No caso de Maria Clara, dez embriões foram gerados por fertilização in vitro. Após 72 horas da fecundação em laboratório, uma célula de cada embrião foi retirada para o teste genético. Foram analisadas 11 regiões do DNA, duas delas relacionadas à alteração no gene que provoca a doença e nove na região da compatibilidade. Apenas um não apresentava a doença, não tinha traços de talassemia major e, ao mesmo tempo, era compatível.
Técnica comum
O professor de Reprodução Humana da Universidade Federal do Paraná (UFPR) Karam Abou Saab diz que a seleção de embriões em laboratório é feita no dia a dia. “Mesmo em fertilizações in vitro normais temos de selecionar embriões vivos e em boas condições”, explica. De acordo com o professor de genética da Pontifícia Universidade Católica do Paraná (PUCPR) Salmo Raskin, uma grande diferença na seleção genética é que, nesses casos, nem sempre o casal tem dificuldades para engravidar. “A razão para eles usarem a fertilização in vitro é diferente”, afirma.
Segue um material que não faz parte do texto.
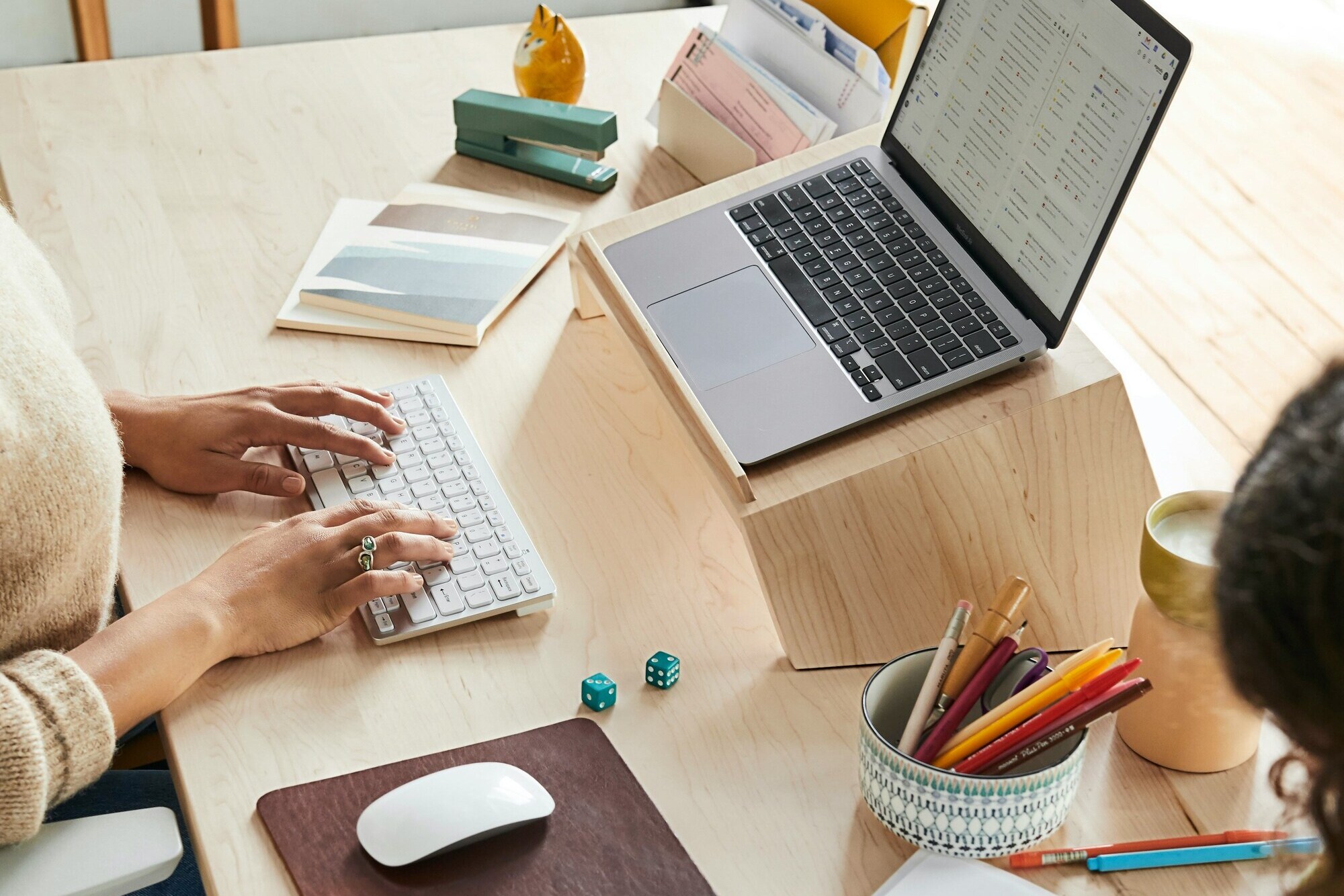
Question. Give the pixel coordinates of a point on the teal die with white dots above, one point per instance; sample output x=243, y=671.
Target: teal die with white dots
x=662, y=671
x=599, y=692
Mesmo com os avanços, porém, os médicos afirmam que a técnica é pouco utilizada. Um dos motivos é a falta de domínio dela. “A seleção e análise são complexos, pouquíssimos lugares no Brasil fazem”, explica Raskin. Outro motivo é a falta de conhecimento das pessoas sobre doenças hereditárias na família. O próprio custo do processo também é outro grande impeditivo. Somente a fertilização in vitro pode variar de R$ 10 mil a R$ 30 mil. A análise genética do embrião, por ser rara, também tem custo alto, cerca de R$ 6 mil.